Defence minister Manohar Parrikar on Monday said the four-member crew of a rogue Pakistani vessel that exploded off the Gujarat coast on January 1 had committed harakiri, trashing speculation that the boat exploded and sank due to firing by the coast guard.
He did not rule out the possibility of the crew consuming cyanide pills before setting the boat on fire to destroy evidence.
“They were in touch with Pakistani authorities. I cannot reveal the intercepts picked up by us as it would compromise our sources,” a told a TV channel. After 16 hours of monitoring, the trawler was intercepted by the coast guard less than 200 nautical miles (371 km) off Porbandar. “With a 26/11 scenario looming large, you can’t ask the coast guard to make everything sure before they act at midnight. We have to assume the worst and proceed. The coast guard did a perfect job,” he said.
The minister said he did not need “conclusive proof” to avert danger to the country. He said the crew set the boat on fire so that no proof of their activities was left behind.

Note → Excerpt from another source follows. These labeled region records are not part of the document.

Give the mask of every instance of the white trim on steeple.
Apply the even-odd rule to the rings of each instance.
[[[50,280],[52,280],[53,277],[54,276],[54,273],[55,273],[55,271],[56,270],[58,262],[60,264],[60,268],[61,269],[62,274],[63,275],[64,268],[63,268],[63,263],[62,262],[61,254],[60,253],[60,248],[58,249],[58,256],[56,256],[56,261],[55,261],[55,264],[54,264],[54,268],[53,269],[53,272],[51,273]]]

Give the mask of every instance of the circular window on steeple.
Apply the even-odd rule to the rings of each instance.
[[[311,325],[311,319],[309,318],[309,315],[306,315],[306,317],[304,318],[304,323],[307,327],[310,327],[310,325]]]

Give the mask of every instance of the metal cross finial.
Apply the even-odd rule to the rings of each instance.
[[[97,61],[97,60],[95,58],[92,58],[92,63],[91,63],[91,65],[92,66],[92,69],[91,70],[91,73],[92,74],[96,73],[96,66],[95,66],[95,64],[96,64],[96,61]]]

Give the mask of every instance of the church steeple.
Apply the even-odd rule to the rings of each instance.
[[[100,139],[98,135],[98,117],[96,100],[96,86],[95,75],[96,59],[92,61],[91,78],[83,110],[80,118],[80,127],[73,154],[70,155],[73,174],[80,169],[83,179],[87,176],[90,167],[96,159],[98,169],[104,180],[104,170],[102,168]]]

Rubbishing the theory that the boat may have been involved in smuggling, he said “normal smuggling activity does not take place in an isolated channel.” Indicating that the crew were working on a sinister plan, Parrikar said “those people were motivated enough to commit suicide.”
The trawler stopped only after the coast guard fired warning, but the crew had by then set it on fire, triggering a major explosion that sank the vessel. The coast guard swung into action on December 31 after an alert was issued that a suspicious Pakistani fishing boat from near Karachi was headed towards India.